Across the old North-South divide, in the poorest region of Africa, the Kananaskis G8 and their new African partners made history as well. They kept their agenda and the world's attention focused on Africa, a region that had dropped off the rich world's radar screen and excluded by the benefits of globalization. They produced the ambitious, innovative Africa Action Plan and pledged the money needed to make it worthwhile. Above all, Nigerian president Obasanjo, on behalf of African leaders, said they were "satisfied," and Kofi Annan pronounced the package "good."

In its design, the Africa Action Plan was carefully, creatively constructed to meet the need. It started with the call to stop the wars that, as proven over the past decade in the Balkans, kill any chance for democracy and development to emerge. It then backed "good governance" as the essential foundation. It went beyond the Africans' own and G8's past enthusiasm to put gender equality and empowering women in a prominent place. Only after peace, order and good government came the trade and investment liberalization that the Africans require with the north and among themselves if they are mobilize the market to help meet their development needs.

In its delivery, the G8's Africa Action Plan built in some processes to ensure it takes hold. By promising that at least half of the USD12 billion of the newly added official development assistance would be sent to those African countries that lived up to their democratic principles, the G8 leaders gave their African partners at Kananaskis a powerful weapon with which to convince reluctant countries to get on board. The G8 added another USD1 billion to relieve the debt of the highly indebted poorest countries, mostly in Africa, so they could keep their money at home to spend on health, clean water and educating young girls. Chretien came in with an all-Canadian contribution that opened Canada's market to the exports of these countries. Moreover, the G8 leaders instructed their personal representatives for Africa to work for another year, and committed themselves to review how well they are doing when they met in France next year.

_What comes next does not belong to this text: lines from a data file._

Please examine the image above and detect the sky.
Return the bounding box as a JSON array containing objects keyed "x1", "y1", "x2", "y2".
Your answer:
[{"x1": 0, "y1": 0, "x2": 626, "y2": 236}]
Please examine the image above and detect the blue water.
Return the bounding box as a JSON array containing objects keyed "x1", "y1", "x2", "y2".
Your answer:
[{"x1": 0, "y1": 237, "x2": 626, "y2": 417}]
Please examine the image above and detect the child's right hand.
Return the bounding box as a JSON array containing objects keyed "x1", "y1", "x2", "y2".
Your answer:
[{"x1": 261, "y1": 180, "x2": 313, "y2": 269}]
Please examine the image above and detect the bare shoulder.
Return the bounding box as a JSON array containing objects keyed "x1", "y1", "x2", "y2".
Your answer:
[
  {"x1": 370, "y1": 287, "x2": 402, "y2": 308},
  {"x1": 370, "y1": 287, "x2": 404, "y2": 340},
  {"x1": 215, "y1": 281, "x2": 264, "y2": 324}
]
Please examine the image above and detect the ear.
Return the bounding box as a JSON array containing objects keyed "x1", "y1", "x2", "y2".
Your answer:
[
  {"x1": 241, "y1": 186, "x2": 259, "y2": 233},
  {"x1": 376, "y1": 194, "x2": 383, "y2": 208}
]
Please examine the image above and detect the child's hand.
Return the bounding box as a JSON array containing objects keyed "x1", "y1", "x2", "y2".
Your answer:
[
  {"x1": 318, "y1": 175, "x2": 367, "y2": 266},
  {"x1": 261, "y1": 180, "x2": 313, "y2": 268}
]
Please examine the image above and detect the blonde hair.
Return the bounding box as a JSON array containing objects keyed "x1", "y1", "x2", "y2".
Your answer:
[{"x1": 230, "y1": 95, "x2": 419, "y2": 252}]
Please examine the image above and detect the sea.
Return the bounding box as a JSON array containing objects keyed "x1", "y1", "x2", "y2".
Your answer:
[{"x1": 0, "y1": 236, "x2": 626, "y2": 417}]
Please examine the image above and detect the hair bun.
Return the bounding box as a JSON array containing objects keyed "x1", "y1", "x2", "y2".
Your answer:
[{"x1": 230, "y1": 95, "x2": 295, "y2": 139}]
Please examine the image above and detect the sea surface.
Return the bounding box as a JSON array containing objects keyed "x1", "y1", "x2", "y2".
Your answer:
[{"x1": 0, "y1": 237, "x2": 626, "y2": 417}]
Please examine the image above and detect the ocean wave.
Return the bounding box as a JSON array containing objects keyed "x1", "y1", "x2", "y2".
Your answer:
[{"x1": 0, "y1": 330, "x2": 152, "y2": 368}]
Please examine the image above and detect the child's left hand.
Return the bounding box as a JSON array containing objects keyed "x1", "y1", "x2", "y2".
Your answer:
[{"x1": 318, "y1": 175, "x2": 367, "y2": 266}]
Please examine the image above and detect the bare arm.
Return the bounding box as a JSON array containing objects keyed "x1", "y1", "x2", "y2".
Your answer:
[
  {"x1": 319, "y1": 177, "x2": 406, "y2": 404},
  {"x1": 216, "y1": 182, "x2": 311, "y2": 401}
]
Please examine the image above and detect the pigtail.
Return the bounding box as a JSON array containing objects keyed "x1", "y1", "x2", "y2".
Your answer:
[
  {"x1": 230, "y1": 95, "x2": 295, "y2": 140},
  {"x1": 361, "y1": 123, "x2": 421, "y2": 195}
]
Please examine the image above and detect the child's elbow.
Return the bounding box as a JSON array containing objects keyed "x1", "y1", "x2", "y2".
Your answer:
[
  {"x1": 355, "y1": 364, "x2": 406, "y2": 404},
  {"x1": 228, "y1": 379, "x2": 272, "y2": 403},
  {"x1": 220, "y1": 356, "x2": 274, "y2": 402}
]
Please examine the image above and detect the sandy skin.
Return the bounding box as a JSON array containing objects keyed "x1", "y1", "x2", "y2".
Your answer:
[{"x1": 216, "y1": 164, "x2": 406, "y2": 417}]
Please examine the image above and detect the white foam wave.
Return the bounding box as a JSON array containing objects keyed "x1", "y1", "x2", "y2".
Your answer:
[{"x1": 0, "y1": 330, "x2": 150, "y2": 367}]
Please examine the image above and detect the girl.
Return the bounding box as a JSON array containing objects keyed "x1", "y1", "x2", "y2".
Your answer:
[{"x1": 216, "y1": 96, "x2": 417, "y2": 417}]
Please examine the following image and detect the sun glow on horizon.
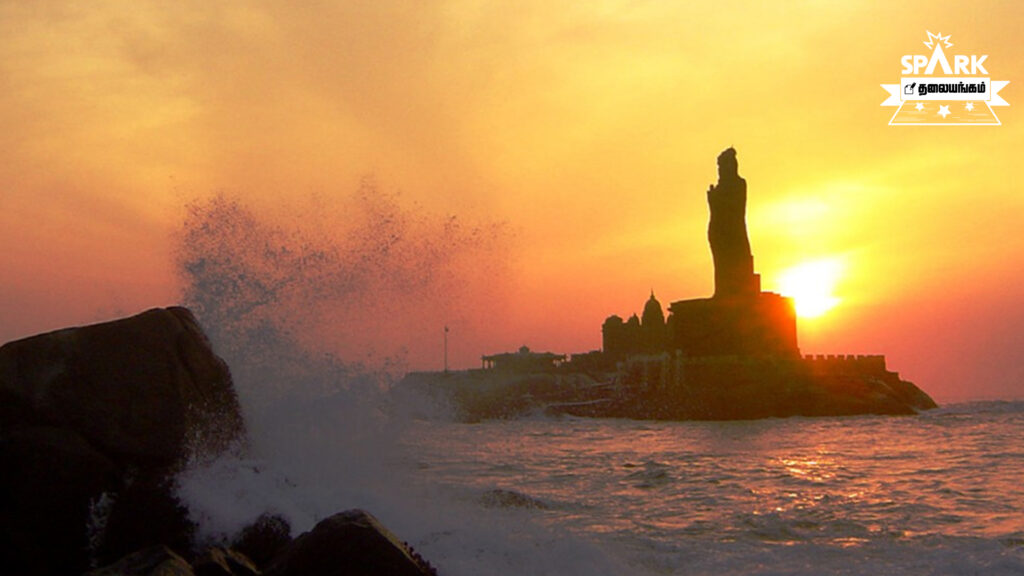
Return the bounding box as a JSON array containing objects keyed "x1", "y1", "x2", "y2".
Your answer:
[{"x1": 779, "y1": 258, "x2": 843, "y2": 319}]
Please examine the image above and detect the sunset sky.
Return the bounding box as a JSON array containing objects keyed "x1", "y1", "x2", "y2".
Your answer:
[{"x1": 0, "y1": 0, "x2": 1024, "y2": 402}]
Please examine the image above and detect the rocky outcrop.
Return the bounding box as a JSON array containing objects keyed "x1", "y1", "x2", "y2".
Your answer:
[
  {"x1": 265, "y1": 509, "x2": 436, "y2": 576},
  {"x1": 0, "y1": 307, "x2": 244, "y2": 574},
  {"x1": 85, "y1": 545, "x2": 195, "y2": 576},
  {"x1": 0, "y1": 307, "x2": 243, "y2": 465}
]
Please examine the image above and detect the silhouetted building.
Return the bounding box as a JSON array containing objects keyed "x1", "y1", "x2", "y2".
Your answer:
[
  {"x1": 640, "y1": 290, "x2": 668, "y2": 354},
  {"x1": 480, "y1": 346, "x2": 565, "y2": 373},
  {"x1": 603, "y1": 148, "x2": 800, "y2": 358}
]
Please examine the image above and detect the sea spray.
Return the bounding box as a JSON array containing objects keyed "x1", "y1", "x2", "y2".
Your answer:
[{"x1": 167, "y1": 181, "x2": 623, "y2": 574}]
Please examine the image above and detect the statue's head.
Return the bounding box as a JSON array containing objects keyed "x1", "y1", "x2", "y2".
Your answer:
[{"x1": 718, "y1": 147, "x2": 739, "y2": 179}]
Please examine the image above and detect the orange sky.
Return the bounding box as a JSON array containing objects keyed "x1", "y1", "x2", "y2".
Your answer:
[{"x1": 0, "y1": 0, "x2": 1024, "y2": 401}]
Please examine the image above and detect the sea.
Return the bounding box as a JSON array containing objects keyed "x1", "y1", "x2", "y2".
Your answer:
[
  {"x1": 176, "y1": 194, "x2": 1024, "y2": 576},
  {"x1": 179, "y1": 393, "x2": 1024, "y2": 576}
]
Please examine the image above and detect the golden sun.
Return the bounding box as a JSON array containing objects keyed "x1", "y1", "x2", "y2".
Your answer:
[{"x1": 779, "y1": 259, "x2": 843, "y2": 318}]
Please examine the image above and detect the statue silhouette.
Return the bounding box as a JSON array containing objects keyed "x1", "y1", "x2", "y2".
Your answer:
[{"x1": 708, "y1": 148, "x2": 761, "y2": 297}]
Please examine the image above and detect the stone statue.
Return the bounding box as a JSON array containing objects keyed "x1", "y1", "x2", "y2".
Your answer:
[{"x1": 708, "y1": 148, "x2": 761, "y2": 297}]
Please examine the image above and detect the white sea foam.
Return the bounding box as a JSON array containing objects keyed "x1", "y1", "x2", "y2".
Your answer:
[{"x1": 172, "y1": 190, "x2": 1024, "y2": 576}]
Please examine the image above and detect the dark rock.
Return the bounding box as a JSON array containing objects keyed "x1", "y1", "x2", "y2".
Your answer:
[
  {"x1": 94, "y1": 475, "x2": 196, "y2": 564},
  {"x1": 0, "y1": 307, "x2": 243, "y2": 465},
  {"x1": 0, "y1": 427, "x2": 118, "y2": 573},
  {"x1": 193, "y1": 546, "x2": 260, "y2": 576},
  {"x1": 0, "y1": 307, "x2": 244, "y2": 574},
  {"x1": 231, "y1": 513, "x2": 292, "y2": 568},
  {"x1": 85, "y1": 546, "x2": 195, "y2": 576},
  {"x1": 266, "y1": 510, "x2": 436, "y2": 576}
]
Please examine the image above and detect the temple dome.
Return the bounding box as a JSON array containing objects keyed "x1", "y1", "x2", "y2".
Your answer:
[{"x1": 640, "y1": 290, "x2": 665, "y2": 326}]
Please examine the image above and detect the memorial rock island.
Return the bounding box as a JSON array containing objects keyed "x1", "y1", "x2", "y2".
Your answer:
[{"x1": 396, "y1": 148, "x2": 936, "y2": 420}]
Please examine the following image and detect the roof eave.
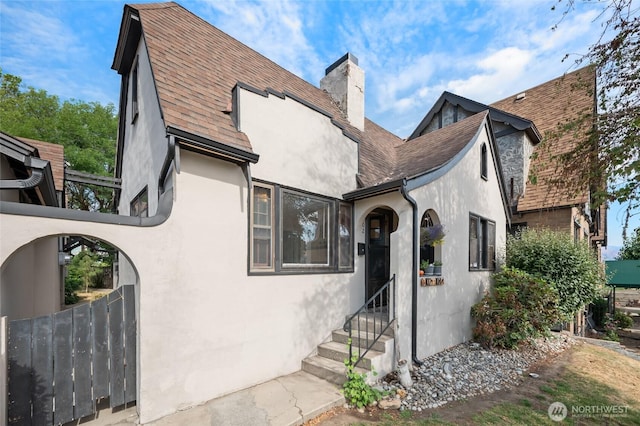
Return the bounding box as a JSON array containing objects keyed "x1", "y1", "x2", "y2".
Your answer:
[
  {"x1": 167, "y1": 126, "x2": 260, "y2": 163},
  {"x1": 342, "y1": 178, "x2": 404, "y2": 201}
]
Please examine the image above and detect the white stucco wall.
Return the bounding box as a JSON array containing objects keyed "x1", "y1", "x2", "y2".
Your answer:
[
  {"x1": 118, "y1": 39, "x2": 168, "y2": 216},
  {"x1": 238, "y1": 89, "x2": 358, "y2": 199},
  {"x1": 0, "y1": 146, "x2": 362, "y2": 423},
  {"x1": 0, "y1": 236, "x2": 61, "y2": 321},
  {"x1": 410, "y1": 125, "x2": 506, "y2": 358}
]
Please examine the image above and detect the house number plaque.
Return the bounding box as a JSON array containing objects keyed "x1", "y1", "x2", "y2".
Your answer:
[{"x1": 420, "y1": 277, "x2": 444, "y2": 287}]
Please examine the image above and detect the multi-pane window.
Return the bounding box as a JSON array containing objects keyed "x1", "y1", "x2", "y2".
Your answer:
[
  {"x1": 131, "y1": 59, "x2": 138, "y2": 121},
  {"x1": 281, "y1": 191, "x2": 331, "y2": 267},
  {"x1": 469, "y1": 215, "x2": 496, "y2": 270},
  {"x1": 251, "y1": 186, "x2": 273, "y2": 269},
  {"x1": 129, "y1": 187, "x2": 149, "y2": 217},
  {"x1": 338, "y1": 203, "x2": 353, "y2": 269},
  {"x1": 250, "y1": 183, "x2": 353, "y2": 272},
  {"x1": 480, "y1": 143, "x2": 489, "y2": 180}
]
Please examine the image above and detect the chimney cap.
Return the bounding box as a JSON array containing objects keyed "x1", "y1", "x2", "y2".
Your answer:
[{"x1": 324, "y1": 52, "x2": 358, "y2": 75}]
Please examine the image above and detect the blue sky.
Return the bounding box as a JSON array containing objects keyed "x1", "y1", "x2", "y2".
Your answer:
[{"x1": 0, "y1": 0, "x2": 640, "y2": 251}]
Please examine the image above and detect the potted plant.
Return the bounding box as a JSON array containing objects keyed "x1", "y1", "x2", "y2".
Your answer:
[
  {"x1": 433, "y1": 260, "x2": 442, "y2": 275},
  {"x1": 420, "y1": 260, "x2": 433, "y2": 275},
  {"x1": 420, "y1": 223, "x2": 445, "y2": 247}
]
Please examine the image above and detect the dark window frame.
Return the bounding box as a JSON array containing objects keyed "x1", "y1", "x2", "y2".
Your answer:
[
  {"x1": 129, "y1": 185, "x2": 149, "y2": 217},
  {"x1": 248, "y1": 180, "x2": 354, "y2": 275},
  {"x1": 131, "y1": 57, "x2": 139, "y2": 124},
  {"x1": 469, "y1": 213, "x2": 496, "y2": 271},
  {"x1": 480, "y1": 143, "x2": 489, "y2": 180}
]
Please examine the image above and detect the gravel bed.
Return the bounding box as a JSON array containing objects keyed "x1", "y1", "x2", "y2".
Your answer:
[{"x1": 378, "y1": 334, "x2": 575, "y2": 411}]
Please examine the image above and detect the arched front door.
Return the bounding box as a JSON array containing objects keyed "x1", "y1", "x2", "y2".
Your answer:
[{"x1": 365, "y1": 209, "x2": 393, "y2": 304}]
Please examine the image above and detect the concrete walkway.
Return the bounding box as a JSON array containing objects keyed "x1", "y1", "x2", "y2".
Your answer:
[{"x1": 85, "y1": 371, "x2": 344, "y2": 426}]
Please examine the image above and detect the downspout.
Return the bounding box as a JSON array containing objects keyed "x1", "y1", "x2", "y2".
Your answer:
[{"x1": 400, "y1": 179, "x2": 423, "y2": 366}]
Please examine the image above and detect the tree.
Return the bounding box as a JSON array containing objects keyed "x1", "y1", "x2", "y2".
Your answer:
[
  {"x1": 618, "y1": 228, "x2": 640, "y2": 260},
  {"x1": 506, "y1": 228, "x2": 605, "y2": 320},
  {"x1": 552, "y1": 0, "x2": 640, "y2": 237},
  {"x1": 0, "y1": 69, "x2": 118, "y2": 211}
]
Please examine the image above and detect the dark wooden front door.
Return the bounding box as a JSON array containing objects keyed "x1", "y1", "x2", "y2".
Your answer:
[{"x1": 365, "y1": 210, "x2": 391, "y2": 302}]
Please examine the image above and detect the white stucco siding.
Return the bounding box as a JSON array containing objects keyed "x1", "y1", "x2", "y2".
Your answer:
[
  {"x1": 238, "y1": 89, "x2": 358, "y2": 198},
  {"x1": 118, "y1": 39, "x2": 168, "y2": 216},
  {"x1": 0, "y1": 147, "x2": 362, "y2": 423},
  {"x1": 410, "y1": 125, "x2": 506, "y2": 358}
]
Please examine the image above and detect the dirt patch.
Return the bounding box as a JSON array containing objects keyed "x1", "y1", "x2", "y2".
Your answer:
[{"x1": 307, "y1": 342, "x2": 640, "y2": 426}]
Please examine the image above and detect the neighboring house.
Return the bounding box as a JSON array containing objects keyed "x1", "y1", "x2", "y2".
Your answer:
[
  {"x1": 491, "y1": 67, "x2": 607, "y2": 250},
  {"x1": 0, "y1": 132, "x2": 64, "y2": 320}
]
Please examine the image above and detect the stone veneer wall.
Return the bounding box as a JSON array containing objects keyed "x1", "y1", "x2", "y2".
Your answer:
[{"x1": 496, "y1": 129, "x2": 531, "y2": 206}]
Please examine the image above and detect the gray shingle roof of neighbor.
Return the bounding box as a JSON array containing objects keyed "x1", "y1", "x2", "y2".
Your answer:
[{"x1": 112, "y1": 2, "x2": 361, "y2": 152}]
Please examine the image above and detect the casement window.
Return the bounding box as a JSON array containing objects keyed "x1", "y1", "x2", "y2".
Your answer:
[
  {"x1": 249, "y1": 182, "x2": 353, "y2": 273},
  {"x1": 131, "y1": 58, "x2": 138, "y2": 122},
  {"x1": 469, "y1": 214, "x2": 496, "y2": 270},
  {"x1": 480, "y1": 143, "x2": 489, "y2": 180},
  {"x1": 251, "y1": 186, "x2": 273, "y2": 270},
  {"x1": 129, "y1": 186, "x2": 149, "y2": 217}
]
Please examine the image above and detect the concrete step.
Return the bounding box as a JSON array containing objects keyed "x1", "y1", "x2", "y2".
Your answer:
[
  {"x1": 331, "y1": 330, "x2": 393, "y2": 352},
  {"x1": 302, "y1": 355, "x2": 348, "y2": 386},
  {"x1": 318, "y1": 342, "x2": 382, "y2": 370},
  {"x1": 345, "y1": 314, "x2": 395, "y2": 337}
]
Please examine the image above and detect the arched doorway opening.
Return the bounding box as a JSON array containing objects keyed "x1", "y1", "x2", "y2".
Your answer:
[
  {"x1": 0, "y1": 235, "x2": 139, "y2": 424},
  {"x1": 365, "y1": 207, "x2": 398, "y2": 304}
]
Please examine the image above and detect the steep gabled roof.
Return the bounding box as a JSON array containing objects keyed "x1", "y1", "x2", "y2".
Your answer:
[
  {"x1": 112, "y1": 2, "x2": 361, "y2": 157},
  {"x1": 492, "y1": 67, "x2": 595, "y2": 212},
  {"x1": 408, "y1": 91, "x2": 541, "y2": 143},
  {"x1": 0, "y1": 132, "x2": 62, "y2": 207},
  {"x1": 344, "y1": 111, "x2": 504, "y2": 199},
  {"x1": 18, "y1": 138, "x2": 64, "y2": 191}
]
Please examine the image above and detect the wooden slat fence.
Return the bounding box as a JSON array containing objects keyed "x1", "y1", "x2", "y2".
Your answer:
[{"x1": 7, "y1": 285, "x2": 136, "y2": 425}]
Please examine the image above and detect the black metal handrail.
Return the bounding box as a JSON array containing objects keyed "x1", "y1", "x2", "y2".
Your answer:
[{"x1": 343, "y1": 274, "x2": 396, "y2": 367}]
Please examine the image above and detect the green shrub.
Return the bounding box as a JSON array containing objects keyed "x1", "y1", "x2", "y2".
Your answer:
[
  {"x1": 613, "y1": 310, "x2": 633, "y2": 328},
  {"x1": 471, "y1": 268, "x2": 560, "y2": 349},
  {"x1": 342, "y1": 339, "x2": 382, "y2": 408},
  {"x1": 506, "y1": 229, "x2": 605, "y2": 321},
  {"x1": 591, "y1": 297, "x2": 609, "y2": 327}
]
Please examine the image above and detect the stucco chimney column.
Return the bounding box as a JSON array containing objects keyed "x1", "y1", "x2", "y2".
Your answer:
[{"x1": 320, "y1": 53, "x2": 364, "y2": 130}]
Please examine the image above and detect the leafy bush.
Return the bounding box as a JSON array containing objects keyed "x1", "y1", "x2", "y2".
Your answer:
[
  {"x1": 613, "y1": 311, "x2": 633, "y2": 328},
  {"x1": 506, "y1": 229, "x2": 605, "y2": 320},
  {"x1": 471, "y1": 268, "x2": 560, "y2": 349},
  {"x1": 618, "y1": 228, "x2": 640, "y2": 260},
  {"x1": 591, "y1": 297, "x2": 609, "y2": 327},
  {"x1": 342, "y1": 340, "x2": 382, "y2": 408}
]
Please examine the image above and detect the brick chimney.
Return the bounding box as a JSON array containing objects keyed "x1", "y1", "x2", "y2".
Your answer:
[{"x1": 320, "y1": 53, "x2": 364, "y2": 130}]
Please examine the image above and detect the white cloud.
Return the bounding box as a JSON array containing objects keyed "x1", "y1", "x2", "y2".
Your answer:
[{"x1": 202, "y1": 0, "x2": 322, "y2": 84}]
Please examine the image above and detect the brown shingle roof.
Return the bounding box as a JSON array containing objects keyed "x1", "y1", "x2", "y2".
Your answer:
[
  {"x1": 125, "y1": 3, "x2": 361, "y2": 151},
  {"x1": 360, "y1": 111, "x2": 488, "y2": 187},
  {"x1": 491, "y1": 67, "x2": 595, "y2": 211},
  {"x1": 18, "y1": 138, "x2": 64, "y2": 191}
]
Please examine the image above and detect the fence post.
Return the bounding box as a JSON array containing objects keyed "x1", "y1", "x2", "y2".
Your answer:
[{"x1": 0, "y1": 317, "x2": 8, "y2": 424}]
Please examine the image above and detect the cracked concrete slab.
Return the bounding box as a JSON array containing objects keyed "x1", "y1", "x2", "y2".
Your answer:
[{"x1": 150, "y1": 371, "x2": 344, "y2": 426}]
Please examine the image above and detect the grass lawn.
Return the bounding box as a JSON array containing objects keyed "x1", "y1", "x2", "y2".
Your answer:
[{"x1": 312, "y1": 343, "x2": 640, "y2": 426}]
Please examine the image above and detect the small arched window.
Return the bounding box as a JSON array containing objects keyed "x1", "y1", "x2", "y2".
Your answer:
[{"x1": 480, "y1": 143, "x2": 488, "y2": 180}]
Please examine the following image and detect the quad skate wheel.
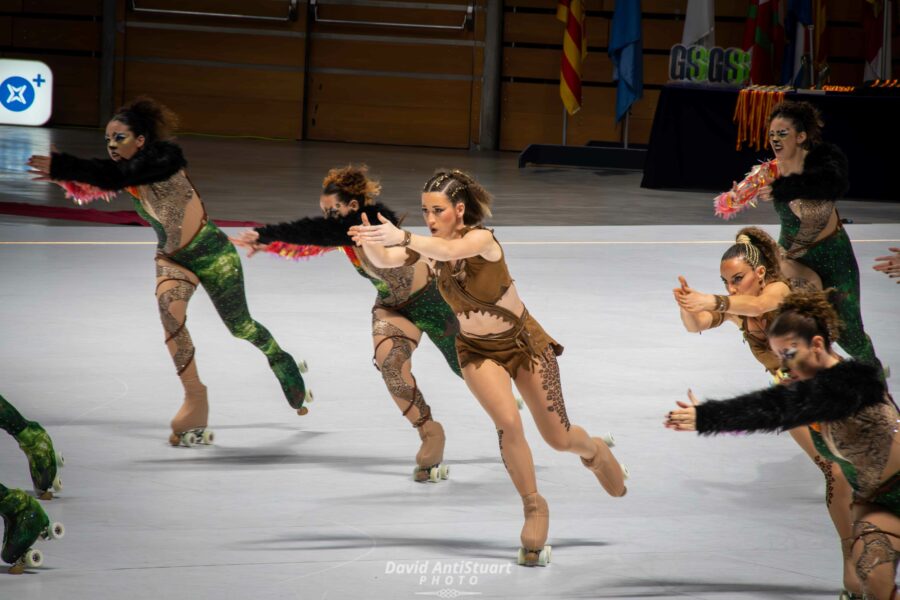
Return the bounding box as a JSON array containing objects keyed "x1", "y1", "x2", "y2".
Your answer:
[
  {"x1": 44, "y1": 523, "x2": 66, "y2": 540},
  {"x1": 22, "y1": 548, "x2": 44, "y2": 569}
]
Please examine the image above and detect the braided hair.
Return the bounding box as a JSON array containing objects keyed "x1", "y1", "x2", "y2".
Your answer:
[
  {"x1": 110, "y1": 96, "x2": 178, "y2": 145},
  {"x1": 422, "y1": 169, "x2": 493, "y2": 225},
  {"x1": 322, "y1": 165, "x2": 381, "y2": 206}
]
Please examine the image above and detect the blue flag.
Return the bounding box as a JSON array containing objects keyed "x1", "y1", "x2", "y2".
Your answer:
[{"x1": 609, "y1": 0, "x2": 644, "y2": 121}]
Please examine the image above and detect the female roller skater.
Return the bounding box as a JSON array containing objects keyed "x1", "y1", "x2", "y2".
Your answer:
[
  {"x1": 232, "y1": 166, "x2": 460, "y2": 482},
  {"x1": 665, "y1": 293, "x2": 900, "y2": 600},
  {"x1": 759, "y1": 102, "x2": 882, "y2": 376},
  {"x1": 351, "y1": 171, "x2": 626, "y2": 565},
  {"x1": 673, "y1": 227, "x2": 860, "y2": 597},
  {"x1": 0, "y1": 396, "x2": 65, "y2": 574},
  {"x1": 28, "y1": 98, "x2": 311, "y2": 445}
]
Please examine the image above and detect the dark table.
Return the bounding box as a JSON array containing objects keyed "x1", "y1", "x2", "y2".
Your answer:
[{"x1": 641, "y1": 84, "x2": 900, "y2": 201}]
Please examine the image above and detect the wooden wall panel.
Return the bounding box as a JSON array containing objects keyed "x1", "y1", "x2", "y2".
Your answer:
[
  {"x1": 0, "y1": 16, "x2": 12, "y2": 46},
  {"x1": 116, "y1": 0, "x2": 306, "y2": 139},
  {"x1": 0, "y1": 0, "x2": 101, "y2": 126},
  {"x1": 20, "y1": 0, "x2": 103, "y2": 17},
  {"x1": 305, "y1": 0, "x2": 486, "y2": 148},
  {"x1": 309, "y1": 39, "x2": 477, "y2": 76},
  {"x1": 12, "y1": 17, "x2": 100, "y2": 52},
  {"x1": 307, "y1": 73, "x2": 472, "y2": 148}
]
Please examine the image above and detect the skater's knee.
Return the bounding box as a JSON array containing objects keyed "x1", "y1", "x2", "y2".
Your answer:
[{"x1": 543, "y1": 434, "x2": 572, "y2": 452}]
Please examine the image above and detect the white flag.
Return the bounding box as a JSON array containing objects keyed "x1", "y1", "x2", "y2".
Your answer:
[{"x1": 681, "y1": 0, "x2": 716, "y2": 48}]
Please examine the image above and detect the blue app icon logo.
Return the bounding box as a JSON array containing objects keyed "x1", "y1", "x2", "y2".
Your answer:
[{"x1": 0, "y1": 75, "x2": 34, "y2": 112}]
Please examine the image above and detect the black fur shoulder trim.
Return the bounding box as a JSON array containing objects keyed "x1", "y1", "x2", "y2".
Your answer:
[
  {"x1": 697, "y1": 361, "x2": 885, "y2": 435},
  {"x1": 256, "y1": 204, "x2": 399, "y2": 247},
  {"x1": 772, "y1": 142, "x2": 850, "y2": 202},
  {"x1": 50, "y1": 142, "x2": 187, "y2": 191}
]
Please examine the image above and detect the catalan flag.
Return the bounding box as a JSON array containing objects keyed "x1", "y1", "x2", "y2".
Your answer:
[{"x1": 556, "y1": 0, "x2": 587, "y2": 115}]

Most promisingly, at the conclusion of the Kananaskis Summit, French president Jacques Chirac declared that for his summit next year he would adopt the Canadian formula of focusing on a single central theme, and African development was his choice.

The Summit did yeoman-like work on a surprisingly broad range of issues, from securing global transportation from terrorists to moving to ensure primary education for all the world's children by 2015. Even so, the leaders missed a few easy opportunities, such as promising to attend the forthcoming World Summit on Sustainable Development in South Africa and inviting their new African partners back to the G8 Summit in France next year.

A final Kanansksis accomplishment was finding the formula for future G8 summitry. Led by Chirac, Chretien's colleagues gushed about how much they loved their intimate, informal summit in the sun-drenched splendour of Kananaskis, amid the peaceful, polite Albertan political atmosphere. At the same time, the leaders generated a large number of clear commitments for their government to implement and for their citizens to judge them against in the coming year. It was thus hardly surprising that Chirac declared he would follow the Canadian model next year.

In their thirty hours alone together in Alberta, the G8 leaders and their new African partners thus did much to change the world. They clearly deserve the gold medal for their daring, high-risk Kananaskis downhill run. They must now move to the cross-country marathon event in their ongoing geopolitical Olympics, by taking the model and momentum of Kananaskis to France next year and by sustaining the pace and path in the years beyond.